The Fourth League: Rhedeg I Paris

By: Bernd Wechner
© July 11, 1997

The Fourth League: Rhedeg I Paris

The Fourth League: Rhedeg I Paris

Author: Bernd Wechner
Published on: July 11, 1997

A work by Johan Schimanski in 25 parts, 28 printed pages and 15,000 words.

The title of this rather esoteric piece is Welsh, and translates as Running to Paris. Johan is a Norwegian who spent the summer of 1991 hitching around Europe. Coincidentally, the same time that Irv (See The Second League: Innocence Abroad) was doing it. He presents a rather cryptic portrayal of the events of that trip.

It is broken up into 25 parts, most of which are short, under one page in length, but not very lucid. The introduction doesn't give much away, and I can suggest very stongly that readers begin with the part entitled Konglevein 45. Therein all is revealed.
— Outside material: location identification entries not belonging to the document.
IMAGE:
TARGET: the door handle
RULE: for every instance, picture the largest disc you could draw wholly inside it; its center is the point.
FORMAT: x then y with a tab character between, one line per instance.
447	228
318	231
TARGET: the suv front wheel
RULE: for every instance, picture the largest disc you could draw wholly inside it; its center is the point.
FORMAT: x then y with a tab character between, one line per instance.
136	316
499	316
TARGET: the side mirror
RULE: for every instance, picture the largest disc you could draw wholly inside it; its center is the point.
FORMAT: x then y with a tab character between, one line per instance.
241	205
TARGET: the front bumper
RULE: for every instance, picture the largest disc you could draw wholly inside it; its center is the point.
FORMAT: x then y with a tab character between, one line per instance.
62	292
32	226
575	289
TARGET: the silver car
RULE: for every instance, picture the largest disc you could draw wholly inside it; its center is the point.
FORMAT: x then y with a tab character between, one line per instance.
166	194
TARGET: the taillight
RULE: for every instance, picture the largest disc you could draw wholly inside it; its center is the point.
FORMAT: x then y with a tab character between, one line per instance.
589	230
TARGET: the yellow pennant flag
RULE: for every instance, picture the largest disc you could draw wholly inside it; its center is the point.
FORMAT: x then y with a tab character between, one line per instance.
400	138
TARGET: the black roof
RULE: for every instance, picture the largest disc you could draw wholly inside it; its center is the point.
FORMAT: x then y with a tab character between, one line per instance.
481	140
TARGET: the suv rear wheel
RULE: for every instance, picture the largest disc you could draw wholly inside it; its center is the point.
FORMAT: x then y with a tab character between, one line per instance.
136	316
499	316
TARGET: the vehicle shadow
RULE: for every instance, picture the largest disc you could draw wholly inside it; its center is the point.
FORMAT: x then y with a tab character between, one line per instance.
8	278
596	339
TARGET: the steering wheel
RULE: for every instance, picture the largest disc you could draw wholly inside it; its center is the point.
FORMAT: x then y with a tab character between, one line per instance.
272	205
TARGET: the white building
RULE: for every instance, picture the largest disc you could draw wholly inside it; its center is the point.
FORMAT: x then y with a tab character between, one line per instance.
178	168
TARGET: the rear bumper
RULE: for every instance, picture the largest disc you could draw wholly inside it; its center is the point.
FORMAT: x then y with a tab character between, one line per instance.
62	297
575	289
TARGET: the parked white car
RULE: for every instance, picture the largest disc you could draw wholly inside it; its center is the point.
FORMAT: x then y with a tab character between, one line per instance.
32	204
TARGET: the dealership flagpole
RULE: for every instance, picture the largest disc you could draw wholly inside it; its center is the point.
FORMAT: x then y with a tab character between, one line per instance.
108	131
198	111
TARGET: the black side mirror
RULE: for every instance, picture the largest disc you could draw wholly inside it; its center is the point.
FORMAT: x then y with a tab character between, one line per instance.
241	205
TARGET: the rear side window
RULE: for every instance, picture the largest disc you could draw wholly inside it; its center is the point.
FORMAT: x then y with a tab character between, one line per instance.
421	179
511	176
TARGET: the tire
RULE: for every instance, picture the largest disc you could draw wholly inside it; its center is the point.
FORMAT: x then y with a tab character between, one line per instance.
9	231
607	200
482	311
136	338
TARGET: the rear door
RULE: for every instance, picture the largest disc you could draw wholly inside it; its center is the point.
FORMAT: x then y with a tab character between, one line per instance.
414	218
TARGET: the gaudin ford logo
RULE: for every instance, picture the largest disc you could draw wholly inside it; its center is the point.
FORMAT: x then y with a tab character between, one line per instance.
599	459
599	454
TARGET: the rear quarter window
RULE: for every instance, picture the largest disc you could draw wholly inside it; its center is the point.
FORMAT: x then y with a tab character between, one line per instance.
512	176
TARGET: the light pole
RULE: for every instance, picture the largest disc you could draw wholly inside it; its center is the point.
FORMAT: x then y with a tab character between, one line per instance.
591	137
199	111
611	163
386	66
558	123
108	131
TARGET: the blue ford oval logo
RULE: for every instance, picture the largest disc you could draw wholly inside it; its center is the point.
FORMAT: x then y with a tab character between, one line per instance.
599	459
Among other things Konglevein 45 reveals that Johan has intentionally declined to point the reader to the introduction. I can only hope that my doing so doesn't detract from his presentation too much. I do feel that it is of enormous benefit in digesting the material he presents to have read that part beforehand, though. It sets a context, so to speak, that helps my comprehension enormously.

But comprehension may not be the goal in the end. There are other merits to literature, and Johan is experimenting with them. The parts are presented in no order for that reason, their content deliberately meandering and rhetorical. Terse philosophic reflections and occasional descriptions of down-to-earth events make up the bulk of the book. Only in Konglevein 45, the 20th part of 25 if you read them in order (as I did), all becomes clear. Johan confesses his efforts at literary experimentation and that his target audience is essentially himself, and a select group of friends that might share his literary bent, not the public at large. Reader beware. Caveat Legens!

It is an awkward text to read, and unless you have a bent for literary experiments, or a personal relationship with Johan it is unlikely to warrant a very thorough read. Konglevein 45 is interesting and well worth reading, though; if it whets your appetite you may find the whole book pleasing.

Rhedeg I Paris is a potent mark of the diversity of Web literature and the diversity of hitch-hiking personalities, as well. It may not be pulp fiction, but it has its merits and is definitely worth the while of this review.